1. The problem statement, all variables and given/known data

Prove that, by putting x=0 x=∏ in $x^{2}=\frac{\pi^{2}}{3}+4 \sum\limits_{n=1}^\infty \frac{1}{n^{2}} cos(nx) cos(n \pi)$, that $\frac{\pi^{2}}{8}= \sum\limits_{n=1}^\infty \frac{1}{(2n+1)^{2}}$

3. The attempt at a solution

This a solved problem, I've understood the first two parts, and how the even elements of the series were eliminated, but what about $\frac{\pi^{2}}{6}$ and $\frac{\pi^{2}}{8}$?

Last edited: Jun 5, 2014
2. Jun 5, 2014

### Pranav-Arora

The answer is actually incorrect. The correct answer is $\frac{\pi^2}{8}-1$.
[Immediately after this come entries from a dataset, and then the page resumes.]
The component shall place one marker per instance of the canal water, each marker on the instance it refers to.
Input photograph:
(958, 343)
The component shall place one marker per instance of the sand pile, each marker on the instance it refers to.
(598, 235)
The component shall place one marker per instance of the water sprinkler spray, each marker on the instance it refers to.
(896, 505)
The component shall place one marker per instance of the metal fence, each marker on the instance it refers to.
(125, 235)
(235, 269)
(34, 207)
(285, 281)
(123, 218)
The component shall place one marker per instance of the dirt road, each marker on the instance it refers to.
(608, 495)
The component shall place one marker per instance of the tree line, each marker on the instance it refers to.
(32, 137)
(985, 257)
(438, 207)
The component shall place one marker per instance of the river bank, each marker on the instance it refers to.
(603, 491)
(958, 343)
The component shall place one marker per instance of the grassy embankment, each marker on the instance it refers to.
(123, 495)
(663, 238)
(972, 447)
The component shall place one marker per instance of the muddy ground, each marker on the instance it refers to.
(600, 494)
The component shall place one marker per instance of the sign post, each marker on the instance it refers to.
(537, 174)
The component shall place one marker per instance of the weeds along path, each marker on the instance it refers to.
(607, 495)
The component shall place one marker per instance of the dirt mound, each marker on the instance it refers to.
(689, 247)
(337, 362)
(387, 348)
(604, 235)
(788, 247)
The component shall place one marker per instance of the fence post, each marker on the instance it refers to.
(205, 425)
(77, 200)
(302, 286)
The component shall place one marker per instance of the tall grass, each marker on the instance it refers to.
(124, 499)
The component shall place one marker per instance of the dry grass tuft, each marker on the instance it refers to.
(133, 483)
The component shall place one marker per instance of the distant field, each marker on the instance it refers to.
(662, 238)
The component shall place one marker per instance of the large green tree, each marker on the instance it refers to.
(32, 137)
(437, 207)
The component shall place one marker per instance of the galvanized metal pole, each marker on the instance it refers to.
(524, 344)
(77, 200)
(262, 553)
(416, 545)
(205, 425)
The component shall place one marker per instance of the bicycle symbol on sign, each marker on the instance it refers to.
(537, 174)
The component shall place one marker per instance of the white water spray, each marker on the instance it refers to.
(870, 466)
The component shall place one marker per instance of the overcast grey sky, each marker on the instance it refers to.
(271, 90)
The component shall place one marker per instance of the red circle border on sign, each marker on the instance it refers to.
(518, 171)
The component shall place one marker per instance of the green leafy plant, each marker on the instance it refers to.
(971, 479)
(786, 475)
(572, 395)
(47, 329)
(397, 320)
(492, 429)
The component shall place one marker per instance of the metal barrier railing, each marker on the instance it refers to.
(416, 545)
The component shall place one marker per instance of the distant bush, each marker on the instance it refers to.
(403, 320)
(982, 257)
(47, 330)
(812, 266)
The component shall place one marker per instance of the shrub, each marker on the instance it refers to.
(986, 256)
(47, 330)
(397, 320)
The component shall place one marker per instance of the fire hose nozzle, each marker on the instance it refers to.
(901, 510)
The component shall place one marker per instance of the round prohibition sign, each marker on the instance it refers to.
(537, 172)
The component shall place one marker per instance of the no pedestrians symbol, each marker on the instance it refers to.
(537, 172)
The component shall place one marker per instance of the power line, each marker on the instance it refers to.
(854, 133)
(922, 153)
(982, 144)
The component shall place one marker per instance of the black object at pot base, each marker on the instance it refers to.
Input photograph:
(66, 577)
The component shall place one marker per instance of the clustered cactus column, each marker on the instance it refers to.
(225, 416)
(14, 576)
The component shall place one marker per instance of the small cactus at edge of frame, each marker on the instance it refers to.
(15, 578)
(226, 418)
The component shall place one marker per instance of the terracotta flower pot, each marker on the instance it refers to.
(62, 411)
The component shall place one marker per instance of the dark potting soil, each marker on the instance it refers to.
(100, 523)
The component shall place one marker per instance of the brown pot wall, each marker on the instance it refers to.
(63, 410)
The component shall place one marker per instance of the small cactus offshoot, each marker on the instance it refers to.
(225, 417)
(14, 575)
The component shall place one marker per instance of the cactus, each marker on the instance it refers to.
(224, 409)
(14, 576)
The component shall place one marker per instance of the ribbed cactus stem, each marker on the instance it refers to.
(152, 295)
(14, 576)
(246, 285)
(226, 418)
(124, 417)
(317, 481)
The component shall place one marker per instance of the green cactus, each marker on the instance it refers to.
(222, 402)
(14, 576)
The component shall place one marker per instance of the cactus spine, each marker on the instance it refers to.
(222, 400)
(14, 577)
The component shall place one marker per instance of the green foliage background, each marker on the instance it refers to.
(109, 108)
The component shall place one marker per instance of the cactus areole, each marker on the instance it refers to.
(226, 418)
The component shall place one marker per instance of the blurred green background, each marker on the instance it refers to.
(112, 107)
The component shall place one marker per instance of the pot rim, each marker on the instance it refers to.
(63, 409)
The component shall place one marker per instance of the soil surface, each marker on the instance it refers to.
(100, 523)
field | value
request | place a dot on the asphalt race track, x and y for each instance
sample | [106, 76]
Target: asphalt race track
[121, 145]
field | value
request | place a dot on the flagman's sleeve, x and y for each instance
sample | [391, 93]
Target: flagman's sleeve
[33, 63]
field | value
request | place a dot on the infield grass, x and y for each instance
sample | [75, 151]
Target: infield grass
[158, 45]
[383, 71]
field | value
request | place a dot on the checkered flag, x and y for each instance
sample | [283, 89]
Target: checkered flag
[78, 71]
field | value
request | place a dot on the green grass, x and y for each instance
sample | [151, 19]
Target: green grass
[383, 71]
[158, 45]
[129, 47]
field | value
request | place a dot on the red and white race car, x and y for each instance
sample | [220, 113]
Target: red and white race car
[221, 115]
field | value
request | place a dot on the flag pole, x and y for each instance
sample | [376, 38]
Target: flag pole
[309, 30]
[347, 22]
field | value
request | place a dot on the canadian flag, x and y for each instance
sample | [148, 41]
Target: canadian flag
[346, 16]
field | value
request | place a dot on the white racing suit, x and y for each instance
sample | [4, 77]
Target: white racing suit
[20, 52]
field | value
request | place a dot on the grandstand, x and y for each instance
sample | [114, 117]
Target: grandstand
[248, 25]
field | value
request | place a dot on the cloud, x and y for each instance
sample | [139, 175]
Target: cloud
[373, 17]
Rewrite series 2 in the following way:
$$\frac{\pi^2}{3}=4\left(\left(\frac{1}{1^2}+\frac{1}{3^2}+\frac{1}{5^2}+\cdots \right)-\left(\frac{1}{2^2}+\frac{1}{4^2}+\frac{1}{6^2}+\cdots \right)\right)$$
$$\Rightarrow \frac{\pi^2}{3}=4\left(1+\sum_{n=1}^{\infty} \frac{1}{(2n+1)^2} -\frac{1}{2^2}\left(\frac{1}{1^2}+\frac{1}{2^2}+\frac{1}{3^2}+\cdots \right)\right)\,\,\,\,\,\,(*)$$
From (3), you have $\frac{\pi^2}{6}=\frac{1}{1^2}+\frac{1}{2^2}+\frac{1}{3^2}+\cdots$, put this in $(*)$ and you should be able to reach the correct answer.

3. Jun 5, 2014

### Joffan

You can turn the equation (2) into an expression for $\frac{\pi^2}{12}$ easily enough, and then $\frac{\pi^2}{12}+\frac{\pi^2}{6}=\dots$

(and I disagree with Pranav-Arora - $\frac{\pi^2}{8}$ is correct)

Edit - Ah I see now what Pranav-Arora meant - the final summation should run from n=0, otherwise, indeed, the LHS should be $\frac{\pi^2}{8}-1$

Last edited: Jun 5, 2014